What is Hepatitis?
Hepatitis is a disease of the liver that is manifested by inflammation of the liver. Through inflammation, hepatocytes, the most important cells of the liver are affected.
Hepatitis can have several causes but is most often caused by a viral infection. Hepatitis is divided into acute hepatitis, rapid forms with specific symptoms, and chronic hepatitis, which can often be asymptomatic and difficult to detect.
Acute hepatitis, usually caused by the hepatitis A virus, is manifested by symptoms such as yellowing of the skin and eyes (jaundice), fatigue, nausea or vomiting. Chronic hepatitis can only be caused by viruses B, C and D and can go unnoticed but can lead to much more serious diseases over time.
Viruses that cause viral hepatitis B C and D are also dangerous because they are highly transmissible, with hepatitis B being more easily transmitted through blood or sexual contact than HIV.
Fortunately, there are treatments for hepatitis B and C and for Hepatitis B there is also a vaccine.
Hepatitis D is a disease caused by a virus that can only multiply in the presence of hepatitis B virus. Thus, hepatitis D can only occur as a co-infection with the B virus and a person vaccinated against the B virus is also immune to the hepatitis D virus. Infection can occur at the same time as B or it can occur in a person who already has chronic hepatitis B and becomes infected with D as well. Due to the fact that the D virus can only exist in the presence of the B virus it is considered a coinfection and the disease is often called Hepatitis B + D.
The D virus is transmitted in the same way as the hepatitis B virus. The main routes of transmission are from mother to child during birth, through unprotected sexual contact or through contact with the blood or other fluids (semen, saliva, other secretions) of an infected person. . Although Virus D can only exist in the presence of B virus, unlike B virus there is no 100% effective form of treatment. Treatment is usually performed with Interferon.
Hepatitis D virus is not transmitted through air, water or food, by coughing or touching, and is rarely transmitted through breast milk.
The evolution of the disease
Infection with the Hepatitis D virus evolves similarly to B-only infection but the evolution is faster. There are two cases of infection:
Simultaneous co-infection with B and D viruses – the infected person acquires B and D viruses at the same time. There is an increased risk of fulminant hepatitis – about 5% of people infected in this way develop a form of fulminant hepatitis, in which case the liver is significantly affected and can no longer perform its function. People who do not develop fulminant hepatitis usually heal spontaneously.
D-virus superinfection of a person with chronic hepatitis B – A person infected with the B virus in a chronic form is superinfected with the D virus, the evolution of the disease being faster and more dangerous.
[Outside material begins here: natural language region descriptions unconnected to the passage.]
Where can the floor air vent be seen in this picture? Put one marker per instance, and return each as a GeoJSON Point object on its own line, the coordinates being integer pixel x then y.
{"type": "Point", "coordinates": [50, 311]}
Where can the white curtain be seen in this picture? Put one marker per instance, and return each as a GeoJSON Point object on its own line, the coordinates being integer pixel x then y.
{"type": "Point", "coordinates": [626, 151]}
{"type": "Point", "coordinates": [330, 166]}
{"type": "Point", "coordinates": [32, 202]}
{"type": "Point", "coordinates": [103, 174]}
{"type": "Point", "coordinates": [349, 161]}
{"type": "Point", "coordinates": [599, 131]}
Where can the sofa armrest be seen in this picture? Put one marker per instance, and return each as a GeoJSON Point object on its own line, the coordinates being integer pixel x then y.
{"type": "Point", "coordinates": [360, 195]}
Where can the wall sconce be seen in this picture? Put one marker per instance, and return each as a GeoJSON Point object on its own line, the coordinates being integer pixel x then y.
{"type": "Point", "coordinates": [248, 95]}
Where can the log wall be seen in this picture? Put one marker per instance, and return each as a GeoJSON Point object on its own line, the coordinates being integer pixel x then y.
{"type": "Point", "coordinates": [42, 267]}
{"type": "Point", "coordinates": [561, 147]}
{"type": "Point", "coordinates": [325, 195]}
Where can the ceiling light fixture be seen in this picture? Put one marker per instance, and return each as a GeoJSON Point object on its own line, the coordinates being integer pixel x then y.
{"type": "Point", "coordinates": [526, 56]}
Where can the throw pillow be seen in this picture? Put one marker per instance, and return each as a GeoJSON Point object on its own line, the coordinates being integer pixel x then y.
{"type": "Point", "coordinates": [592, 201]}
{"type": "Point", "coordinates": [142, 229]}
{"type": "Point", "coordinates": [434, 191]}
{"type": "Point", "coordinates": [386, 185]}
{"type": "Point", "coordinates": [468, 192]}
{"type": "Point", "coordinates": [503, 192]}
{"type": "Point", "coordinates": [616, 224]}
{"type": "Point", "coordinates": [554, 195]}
More cases of B + D superinfection lead to cirrhosis than cases of infection with B virus alone and the evolution of the disease is accentuated and accelerated.
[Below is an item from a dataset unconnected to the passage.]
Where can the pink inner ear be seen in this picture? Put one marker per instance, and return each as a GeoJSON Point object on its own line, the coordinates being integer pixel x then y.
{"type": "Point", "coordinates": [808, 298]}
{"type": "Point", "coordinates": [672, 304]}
Aggravating factors for Hepatitis D are:
- Alcohol consumption
- Infections with other hepatitis viruses or HIV
- Old age
What can I do?
If you want to be tested for hepatitis B and D, contact your family doctor and ask for more information about testing programs in Romania.
How can I treat myself?
If you are diagnosed with hepatitis D it is extremely important to consult a doctor for treatment.
How can I prevent hepatitis D virus infection?
The only sure way to prevent it is to vaccinate against the hepatitis B virus, without which the D virus cannot exist. It is also recommended that you do not use personal hygiene items in common with other people and always practice protected sex, especially if you are infected with the B virus.